We have acted as Canadian counsel to Milestone Pharmaceuticals Inc. (the “Corporation”), a corporation governed by the Business Corporations Act (Québec), in connection with the offering of (i) 5,095,897 common shares, without par value, of the Corporation (the “Shares”), (ii) pre-funded warrants (the “Warrants”) to purchase up to 4,761,903 common shares of the Corporation, and (iii) the 4,761,903 common shares of the Company issuable upon exercise of the Warrants (the “Warrant Shares”) pursuant to a Registration Statement on Form S-3 (Registration No. 333-239318) filed with the Securities and Exchange Commission (the “Commission”) under the Securities Act of 1933, as amended (the “Act”), and a related registration statement (Registration No. 333-249623) filed with the Commission on October 22, 2020 in accordance with Rule 462(b) under the Act (together, the “Registration Statement”) the prospectus included within the Registration Statement (the “Base Prospectus”) and the prospectus supplement dated October 22, 2020, filed with the Commission pursuant to Rule 424(b) under the Act (together with the Base Prospectus, the “Prospectus”).

 

In connection with this opinion, we have examined and relied upon (a) the Registration Statement and the Prospectus, (b) the form of Warrant to be filed as an exhibit to a current report of the Corporation on Form 8-K (the “Warrant Certificate”), and (c) all such corporate and public records, statutes and regulations and have made such investigations and have reviewed such other documents as we have deemed relevant and necessary and have considered such questions of law as we have considered relevant and necessary in order to give the opinions hereinafter set forth.
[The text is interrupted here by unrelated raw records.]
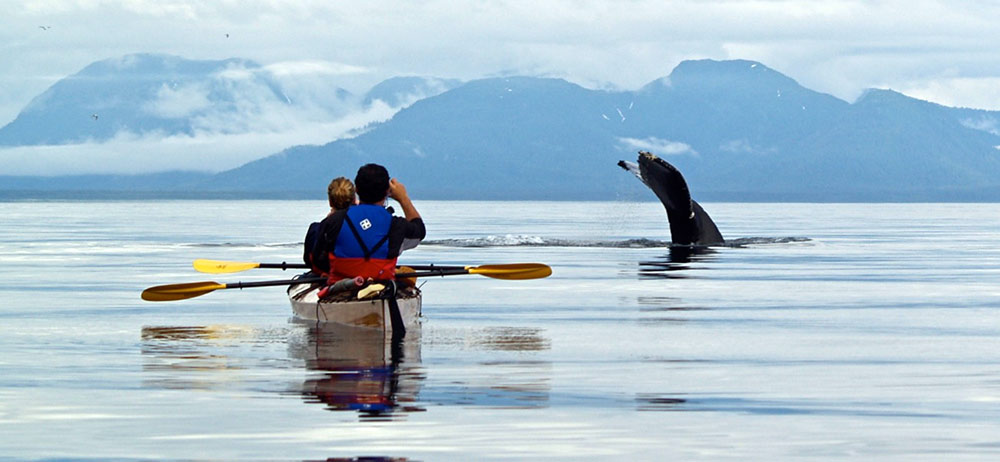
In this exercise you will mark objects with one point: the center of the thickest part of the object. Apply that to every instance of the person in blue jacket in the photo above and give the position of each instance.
(366, 239)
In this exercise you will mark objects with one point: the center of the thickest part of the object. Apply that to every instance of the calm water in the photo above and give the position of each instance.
(836, 330)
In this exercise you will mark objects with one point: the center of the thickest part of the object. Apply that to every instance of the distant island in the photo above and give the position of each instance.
(738, 130)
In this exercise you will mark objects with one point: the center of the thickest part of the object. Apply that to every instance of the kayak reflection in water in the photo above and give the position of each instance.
(363, 370)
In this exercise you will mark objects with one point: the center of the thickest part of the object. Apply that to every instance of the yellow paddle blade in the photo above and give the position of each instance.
(218, 267)
(513, 271)
(171, 292)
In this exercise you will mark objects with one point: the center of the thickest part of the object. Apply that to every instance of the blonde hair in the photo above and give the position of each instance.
(341, 193)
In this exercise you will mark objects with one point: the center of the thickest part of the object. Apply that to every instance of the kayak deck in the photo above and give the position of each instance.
(344, 308)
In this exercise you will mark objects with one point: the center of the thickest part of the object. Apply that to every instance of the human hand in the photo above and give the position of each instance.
(397, 190)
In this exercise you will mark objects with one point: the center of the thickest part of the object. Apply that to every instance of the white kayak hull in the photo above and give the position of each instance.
(371, 314)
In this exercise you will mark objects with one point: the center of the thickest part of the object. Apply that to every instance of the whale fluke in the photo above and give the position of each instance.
(689, 223)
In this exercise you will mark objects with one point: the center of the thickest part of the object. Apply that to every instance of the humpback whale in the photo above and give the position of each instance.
(689, 223)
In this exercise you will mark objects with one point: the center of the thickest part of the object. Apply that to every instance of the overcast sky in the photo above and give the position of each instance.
(943, 51)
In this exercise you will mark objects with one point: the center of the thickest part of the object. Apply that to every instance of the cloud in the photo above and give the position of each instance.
(177, 102)
(313, 67)
(984, 123)
(658, 146)
(205, 151)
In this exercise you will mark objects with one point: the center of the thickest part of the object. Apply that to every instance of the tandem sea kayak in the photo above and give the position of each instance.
(344, 308)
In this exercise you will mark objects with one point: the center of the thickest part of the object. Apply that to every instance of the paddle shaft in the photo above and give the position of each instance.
(287, 282)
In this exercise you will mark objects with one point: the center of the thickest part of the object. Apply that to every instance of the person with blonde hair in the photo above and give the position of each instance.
(341, 195)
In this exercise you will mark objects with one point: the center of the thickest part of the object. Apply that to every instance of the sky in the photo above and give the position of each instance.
(941, 51)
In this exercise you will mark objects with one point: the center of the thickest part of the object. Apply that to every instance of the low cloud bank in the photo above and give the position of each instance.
(128, 153)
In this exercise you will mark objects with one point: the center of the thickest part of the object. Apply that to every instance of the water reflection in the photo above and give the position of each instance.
(353, 369)
(508, 376)
(678, 259)
(361, 370)
(193, 357)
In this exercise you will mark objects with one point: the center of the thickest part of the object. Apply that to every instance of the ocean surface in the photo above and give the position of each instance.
(825, 331)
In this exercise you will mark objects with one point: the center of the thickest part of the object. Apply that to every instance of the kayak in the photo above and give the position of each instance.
(344, 308)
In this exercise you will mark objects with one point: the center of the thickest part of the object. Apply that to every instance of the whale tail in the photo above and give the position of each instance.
(689, 223)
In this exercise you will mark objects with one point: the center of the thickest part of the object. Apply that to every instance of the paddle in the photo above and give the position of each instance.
(513, 271)
(510, 271)
(171, 292)
(220, 267)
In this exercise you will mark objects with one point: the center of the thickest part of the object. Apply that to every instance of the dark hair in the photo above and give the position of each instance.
(372, 183)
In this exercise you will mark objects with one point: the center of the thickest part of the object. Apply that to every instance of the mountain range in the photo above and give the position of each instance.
(737, 130)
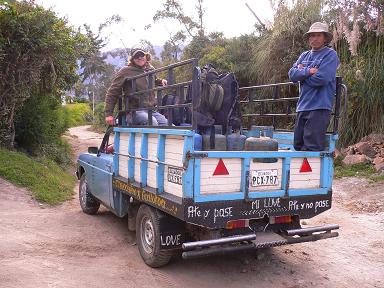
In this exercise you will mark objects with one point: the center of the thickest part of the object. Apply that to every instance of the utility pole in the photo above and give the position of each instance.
(254, 14)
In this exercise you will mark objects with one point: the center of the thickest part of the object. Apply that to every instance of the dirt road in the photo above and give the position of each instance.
(62, 247)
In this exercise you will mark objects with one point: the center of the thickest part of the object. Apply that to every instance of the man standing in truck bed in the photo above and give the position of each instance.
(316, 71)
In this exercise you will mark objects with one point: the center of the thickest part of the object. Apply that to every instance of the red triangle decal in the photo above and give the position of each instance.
(220, 169)
(305, 167)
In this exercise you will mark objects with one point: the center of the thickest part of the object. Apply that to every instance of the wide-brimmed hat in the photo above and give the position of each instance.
(319, 27)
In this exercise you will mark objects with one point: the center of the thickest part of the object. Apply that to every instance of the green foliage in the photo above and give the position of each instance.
(41, 121)
(364, 77)
(39, 57)
(99, 118)
(362, 170)
(47, 181)
(39, 126)
(78, 114)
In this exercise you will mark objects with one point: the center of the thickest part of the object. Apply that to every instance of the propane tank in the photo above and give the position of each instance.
(235, 141)
(214, 136)
(261, 143)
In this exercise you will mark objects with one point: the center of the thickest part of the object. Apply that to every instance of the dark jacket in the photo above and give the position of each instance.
(116, 88)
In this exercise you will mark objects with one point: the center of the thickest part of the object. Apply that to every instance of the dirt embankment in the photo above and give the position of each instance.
(62, 247)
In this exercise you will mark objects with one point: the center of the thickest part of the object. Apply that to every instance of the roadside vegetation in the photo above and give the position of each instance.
(357, 170)
(47, 181)
(78, 114)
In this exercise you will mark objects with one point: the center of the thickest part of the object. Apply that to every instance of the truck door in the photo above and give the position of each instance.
(102, 170)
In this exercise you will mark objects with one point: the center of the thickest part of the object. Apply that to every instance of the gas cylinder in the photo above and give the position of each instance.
(214, 136)
(262, 144)
(197, 139)
(259, 131)
(235, 141)
(198, 142)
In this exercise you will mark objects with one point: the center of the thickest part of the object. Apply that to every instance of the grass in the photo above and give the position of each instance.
(357, 170)
(47, 181)
(78, 114)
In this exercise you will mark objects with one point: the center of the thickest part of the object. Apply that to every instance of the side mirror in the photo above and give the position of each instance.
(93, 150)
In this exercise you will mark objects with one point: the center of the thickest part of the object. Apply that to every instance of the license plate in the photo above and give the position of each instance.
(175, 175)
(268, 177)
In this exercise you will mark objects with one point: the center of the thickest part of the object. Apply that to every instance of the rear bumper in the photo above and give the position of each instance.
(256, 240)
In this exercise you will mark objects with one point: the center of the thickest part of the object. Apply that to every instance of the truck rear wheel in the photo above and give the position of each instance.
(88, 203)
(148, 238)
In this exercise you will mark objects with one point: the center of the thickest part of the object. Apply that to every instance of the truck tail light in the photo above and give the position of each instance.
(233, 224)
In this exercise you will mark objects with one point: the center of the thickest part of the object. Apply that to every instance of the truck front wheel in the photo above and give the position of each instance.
(88, 202)
(148, 238)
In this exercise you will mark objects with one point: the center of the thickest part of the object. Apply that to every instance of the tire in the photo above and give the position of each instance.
(88, 203)
(148, 238)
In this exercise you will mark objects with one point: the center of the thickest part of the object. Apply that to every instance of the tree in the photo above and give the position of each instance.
(92, 62)
(38, 56)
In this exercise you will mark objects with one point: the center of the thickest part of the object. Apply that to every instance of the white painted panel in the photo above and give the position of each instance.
(305, 180)
(123, 166)
(174, 146)
(137, 154)
(123, 152)
(307, 184)
(137, 171)
(151, 175)
(152, 147)
(210, 184)
(124, 142)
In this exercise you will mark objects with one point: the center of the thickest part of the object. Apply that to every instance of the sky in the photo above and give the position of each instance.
(233, 18)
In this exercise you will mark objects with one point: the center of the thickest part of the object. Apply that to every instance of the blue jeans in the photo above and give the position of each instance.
(310, 130)
(141, 118)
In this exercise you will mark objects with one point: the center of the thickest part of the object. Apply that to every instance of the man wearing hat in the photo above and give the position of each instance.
(316, 71)
(138, 64)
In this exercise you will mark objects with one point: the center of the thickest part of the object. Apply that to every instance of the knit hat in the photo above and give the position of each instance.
(136, 50)
(319, 27)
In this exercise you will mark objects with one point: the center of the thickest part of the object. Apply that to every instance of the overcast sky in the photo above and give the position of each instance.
(231, 17)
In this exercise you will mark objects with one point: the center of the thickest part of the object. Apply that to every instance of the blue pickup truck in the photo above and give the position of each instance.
(181, 198)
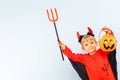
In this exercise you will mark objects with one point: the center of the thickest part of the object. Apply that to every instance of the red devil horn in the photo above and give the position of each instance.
(90, 30)
(78, 35)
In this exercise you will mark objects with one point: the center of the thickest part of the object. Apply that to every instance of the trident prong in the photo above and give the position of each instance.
(52, 19)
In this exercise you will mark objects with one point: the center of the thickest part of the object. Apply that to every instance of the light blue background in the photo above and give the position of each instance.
(28, 44)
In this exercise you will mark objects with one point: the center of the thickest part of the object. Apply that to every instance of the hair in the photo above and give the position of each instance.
(86, 37)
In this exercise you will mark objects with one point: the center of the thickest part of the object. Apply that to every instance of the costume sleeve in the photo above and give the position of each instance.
(73, 56)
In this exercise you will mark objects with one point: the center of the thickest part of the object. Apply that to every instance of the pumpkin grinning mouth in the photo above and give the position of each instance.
(108, 47)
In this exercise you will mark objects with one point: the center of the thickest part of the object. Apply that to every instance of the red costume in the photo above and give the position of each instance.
(97, 65)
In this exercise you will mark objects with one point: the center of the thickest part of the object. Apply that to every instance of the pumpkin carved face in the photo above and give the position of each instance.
(108, 43)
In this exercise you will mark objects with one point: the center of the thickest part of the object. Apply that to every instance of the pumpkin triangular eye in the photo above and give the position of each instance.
(111, 40)
(105, 40)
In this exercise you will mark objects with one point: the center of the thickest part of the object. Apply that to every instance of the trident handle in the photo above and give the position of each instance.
(53, 19)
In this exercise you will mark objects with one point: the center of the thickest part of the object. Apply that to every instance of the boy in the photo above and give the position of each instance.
(95, 61)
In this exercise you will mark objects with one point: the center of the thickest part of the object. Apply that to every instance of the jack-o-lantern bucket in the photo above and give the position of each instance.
(108, 43)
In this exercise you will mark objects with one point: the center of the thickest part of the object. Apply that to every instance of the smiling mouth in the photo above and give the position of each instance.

As to various questions of fact material to such opinions which were not independently established, we have relied upon a certificate of an officer of the Corporation certifying, among other things, (i) the certificate, articles of incorporation and by-laws of the Corporation, and (ii) certain resolutions passed by the board of directors of the Corporation relating to the foregoing and the issuance of the Shares, the Warrants and the Warrant Shares.

 

 

 

 

 

 

 

 

Page 2

 

We are qualified to practice law in the Province of Québec and these opinions are rendered solely with respect to the Province of Québec and the federal laws of Canada applicable in the Province of Québec.

 

We have assumed (a) the legal capacity of all individuals, the genuineness of all signatures, the veracity of the information contained therein, the authenticity of all documents submitted to us as originals and the conformity to authentic or original documents of all documents submitted to us as certified, conformed, electronic, photostatic or facsimile copies and (b) the completeness, truth and accuracy of all facts set forth in the official public records, certificates and documents supplied by public officials or otherwise conveyed to us by public officials.

 

Our opinions are expressed with respect to the laws in effect on the date of this opinion and we do not accept any responsibility to take into account or inform the addressee, or any other person authorized to rely on this opinion, of any changes in law, facts or other developments subsequent to this date that do or may affect the opinions we express, nor do we have any obligation to advise you of any other change in any matter addressed in this opinion or to consider whether it would be appropriate for any other person other than the addressee to rely on our opinion.

 

Where our opinion below refers to the Shares and the Warrant Shares as being “fully-paid and non-assessable”, such opinion assumes that all required consideration (in whatever form) has been or will be paid or provided. No opinion is expressed as to the adequacy of any consideration received.

 

Based upon and subject to the foregoing and to the qualifications set forth herein, we are of the opinion that subject to receipt of payment in full for them, the Shares will be validly issued as fully paid and non-assessable. Upon the exercise of the Warrants in accordance with the terms of the Warrant Certificate, and subject to receipt of the exercise price therefor, the Warrant Shares will be validly issued as fully paid and non-assessable.

 

We hereby consent to the filing of this opinion letter as an exhibit to a Current Report on Form 8-K to be filed with the Commission for incorporation by reference into the Registration Statement and to the use of our name under the caption “Legal Matters” in the Registration Statement. In giving this consent, we do not admit that we are in the category of persons whose consent is required under Section 7 of the Act.